The trouble is that Gauche is designed to be independent from the internal character encoding scheme as much as possible. While the internal encoding needs to be chosen at compile-time, the code that depends on a specific encoding is small and mostly confined in gauche/char_*.h files.

Case-mapping adds nontrivial amount of code; it's not just a simple table of character-to-character mapping. In string case-mapping (e.g. string-downcase) each character's mapping is context-dependent, and to properly map the cases, we need to find word boundaries. That means we have to implement text segmentation, which is defined in UAX #29. That, in turn, depends on the character property database.

(The complication of this issue may be illustrated by this:

gosh> (string-downcase "ΧΑΟΣΧΑΟΣ.ΧΑΟΣ. Σ.")
"χαοσχαοσ.χαος. σ."

According to UAX#29 and R6RS, only the third sigma should take the final form.)

If I want to keep encoding-dependent code separate, I need to prepare those tables for each supported encodings and choose one at the compile time according to the configuration option of internal encoding.
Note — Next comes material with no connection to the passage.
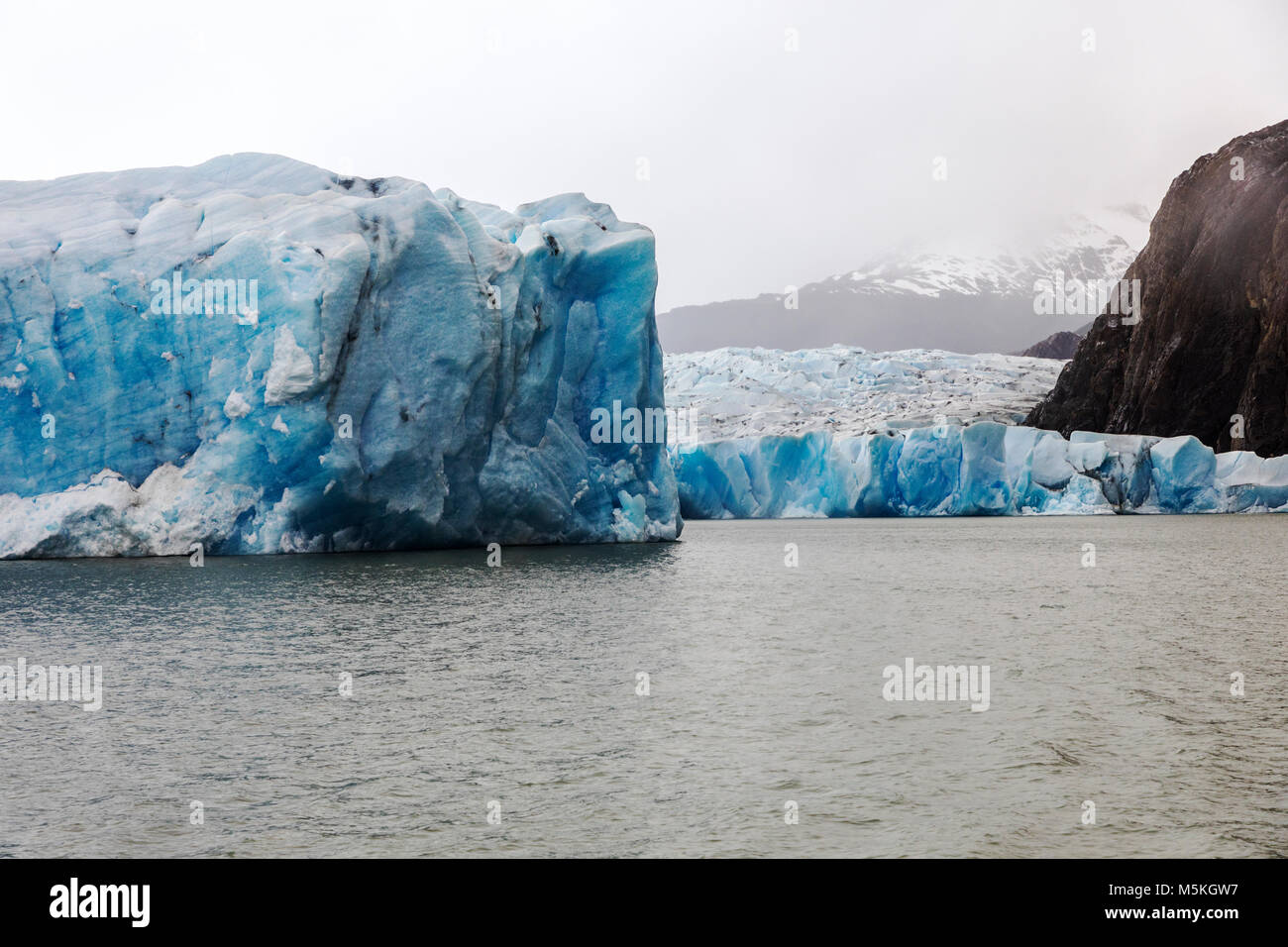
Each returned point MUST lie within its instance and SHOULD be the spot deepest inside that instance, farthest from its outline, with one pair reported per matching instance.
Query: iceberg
(977, 470)
(259, 356)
The tables can be generated mechanically, but having more code that selectively used by compiler options means more testing and maintenance headache. I don't like it.

Furthermore, full support of Unicode-defined algorithms such as text segmentation and normalization are useful even if Gauche's internal encoding is not utf-8. For example, if Gauche's internal encoding is euc-jp, then only a subset of Unicode characters are available for Scheme characters and strings, but such program can apply Unicode algorithm on a sequence of unicode codepoints (e.g. vector of integers). If I implement the algorithm anyway, there's not much point to limit access to it just because the characters aren't encoded in Unicode.

So, there are two issues regarding Gauche's character set independence and Unicode algorithms:

  • How much of the code should be separated as 'encoding-dependent' part? If I make it completely separated, it's architectually clean, but may become maintenance burden.
  • Should I make the algorithm itself available regardless of Gauche's internal encoding? There's no reason not to, but doing so means I need to implement algorithms independent from Gauche's internal character representation.

The compromise

I haven't found a clear-cut solution. So far my implementation became hybrid; I lost clear separation of dependence of internal character set. I had to add #ifdefs here and there to handle special cases for specific encodings, mostly because of optimization. That is, the efficient table configurations differ depending on the encoding, so the lookup code needs to be changed as well.

I also chose to generate some tables only for Unicode codepoints. If the internal encoding differ from Unicode, I convert the internal character code to Unicode codepoint to look up the tables. It penalizes EUC-JP and Shift_JIS encodings, but it has a merit of having one table and (mostly same) lookup code. I can also use the table for procedures that work on Unicode codepoint, not on Scheme characters; so that the algorithms can be used regardless of Gauche's internal encoding.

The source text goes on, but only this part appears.